Two years ago, at the height of the pandemic, lecturer Claire Wardle took voluntary redundancy from a local college – now she employs 10 staff helping our region’s most vulnerable people.
Faced with the choice of leaving her former employer – or continuing in a vastly reduced team – Claire Wardle opted for redundancy in May 2020. The following month she’d set up her own business Key Subject Tuition in Cookson House, South Shields, with the aim of teaching students in the evenings.
Two years on – with ten colleagues – Claire’s students include women escaping the Ukrainian war, asylum seekers fleeing persecution, as well as local parents home-schooling children.
Claire explained:
“I thought it was just going to be a private tuition centre for maths and English. Then we were approached by various companies in the area asking for support and it just grew massively from there.
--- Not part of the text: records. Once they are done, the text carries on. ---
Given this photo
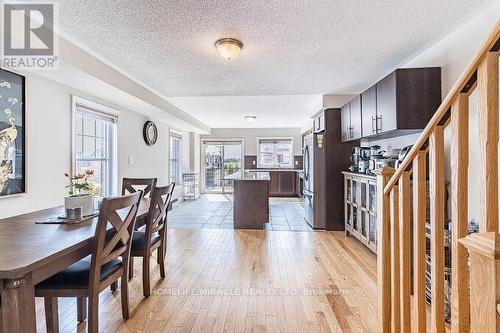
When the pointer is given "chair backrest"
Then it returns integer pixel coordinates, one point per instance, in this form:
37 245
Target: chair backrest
109 244
158 210
129 185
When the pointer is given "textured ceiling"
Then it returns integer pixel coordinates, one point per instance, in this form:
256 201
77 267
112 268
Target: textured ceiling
271 111
291 46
Soon tuition was fully booked and I had to look for more staff.”
Since then, Claire and her team put together a training package teaching English Speakers of Other Languages (ESOL) to win a contract with South Tyneside Works. Their clients include 20 asylum seekers, many of which are keen, not only to learn English to an employable standard, but also to learn maths and IT skills. In recent months, they have been joined by 19 Ukrainian women whose husbands are back home fighting in the war against Russia.
Claire adds:
“The women want to do all the classes they can. So much so that we’re oversubscribed and we’re having to put more lessons on during the week. Many of the women are so distressed and upset but, thankfully, our classes can be a positive distraction.
“It means they’ve got some comfort with people from home who speak their language and they can chat with each other and, on other days, meet up and support each other”
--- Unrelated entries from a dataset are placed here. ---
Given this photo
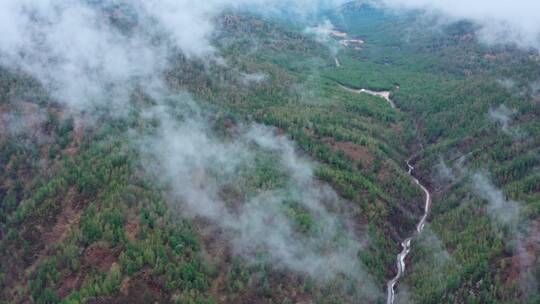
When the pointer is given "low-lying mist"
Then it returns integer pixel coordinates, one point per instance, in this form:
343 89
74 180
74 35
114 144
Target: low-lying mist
93 55
257 189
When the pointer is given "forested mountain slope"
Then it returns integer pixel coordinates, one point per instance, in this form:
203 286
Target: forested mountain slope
259 178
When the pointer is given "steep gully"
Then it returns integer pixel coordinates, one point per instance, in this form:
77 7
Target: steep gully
405 244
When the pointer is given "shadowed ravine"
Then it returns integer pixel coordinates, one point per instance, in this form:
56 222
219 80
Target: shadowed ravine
405 244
Key Subject Tuition has also won the contract to deliver Multiply, the governments new adult numeracy programme.
For that, Claire is overseeing bespoke classes including working with the DWP and local foodbanks teaching debt and money management and helping parents to assist children sitting SATs and GCSEs.
A third class will help parents teaching children who have chosen not to attend school for reasons as diverse as bullying, anxiety and transgender pupils in transition.
What has made her success extra special is that Claire herself struggled with dyslexia at school.
“I left with little in the way of qualifications. Redundancy was a low point but within weeks I was searching YouTube trying to find out how to make a website for my new business and it’s just grown and grown,” she explained
“I get very emotional when I think about how far we’ve come and who we have helped. Everyone, without exception, just wants to play their part in the local community. They want to work and they want to contribute what they can.”
Last month Key Subject Tuition joined those adding their name to the South Tyneside Pledge. The business has promised to help boost local economic activity, reduce health inequalities, reduce carbon emissions and enhance civic pride.
Cllr Margaret Meling, Lead Member for Economic Growth, Skills and Climate Change, said:
“For Claire to have set up Key Subjection Tuition amidst the pandemic, when there was so much uncertainty, and to see where it is now is remarkable.
“It is a personal success story, but it is also a reflection of what happens when you have the energy and the dedication and the desire to help.
“Claire has built a great team and it is a very modern community business – employing locally and providing a vital local service. It is a real local asset and a fitting example of the South Tyneside Pledge in action”.